Anti-war comedy that takes place in 1918 during World War 1 in France. Private Charles Plumpick (Alan Bates) is sent to a small French town to dismantle a bomb that the Germans put there. Unknown to him the residents of the town have all left and the insane asylum has been left wide open. The inmates take over the town and Plumpick can't figure out why people are acting so strangely.This was ignored when it came out in 1966 but acquired a cult following soon after. The movies message is VERY anti-war and college students responded to it (the Vietnam war was in full swing when this came out). At one theatre in Cambridge, Massachusetts (Central Square Theatre) it played for 5 YEARS with college students seeing it again and again. I was only a kid when this came out and didn't catch it until the 1980s when I was in college. Brattle Theatre (also in Cambridge) played it quite a bit with another college cult movie "Harold and Maude" and I saw it every time it played (which was quite often).While I don't disagree that the movie is simplistic and VERY dated I still loved it! The humor in this comes mostly from the antics of the inmates but also shows the German and British armies as being run by total idiots. The humor is not in your face--it's very gentle and sweet but works. The anti-war message is subtle but I think it's easy enough for anyone to get. The acting was good by the whole cast--especially Bates (his reactions to the antics of the inmates is priceless). Supposedly most of the people reviewing this who loved it saw it as children in the 1960s and have fond memories of it. Younger reviewers seem to hate it. Well I didn't see it till I was in college and loved it! Not for everybody but for those who like off beat foreign movies this will be a treat! I give it an 8.

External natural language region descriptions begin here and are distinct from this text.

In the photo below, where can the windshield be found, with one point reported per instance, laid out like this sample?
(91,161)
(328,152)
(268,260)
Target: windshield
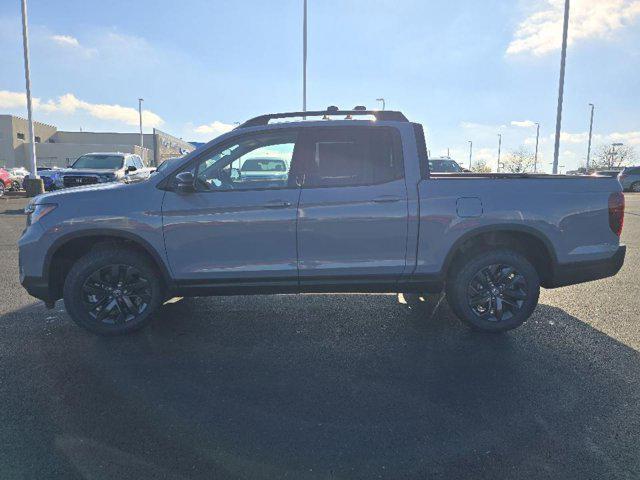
(106,162)
(263,165)
(444,166)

In 1967, my young husband and I blundered on this movie as part of a double feature. We were waiting to see the beginning of another movie that we had watched from the middle, having arrived late, as was customary at that time. As this masterpiece, unheralded to us, unfolded, we turned to each other in wonder. Later, we learned of its highly deserved cult status. I was unaware that the 60's were to be a golden age of cinema; one needs distance to appreciate this. Le Roi de Coeur is elegant, beautiful, visually charming, humorous, and finely acted. And in the service of a serious theme, as well. Most highly recommended, and far above current movie productions of any type.
One of the best films I have ever seen. I was a child when I saw it and I still remember how it touched me.Alan Bates is superb and I found Genevieve Bujold very pretty and talented.I can't remember details, but I'm sure I could not take my eyes off the screen.I went with my parents and my sister and we kept talking about the film for almost a week at dinner time.After seeing this film I tried to keep track of Alan Bates and I was never disappointed. I remember him in " Zorba " with Anthony Quinn. I have been trying to find the DVD to rent, but I couldn't find it anywhere in Brazil. I also tried to follow Genevieve Bujold's career , but the last time I saw her act was In " Twins " with Jeremy Irons. I recommend ' The King of Hearts " to all people and I sometimes mention it to my students.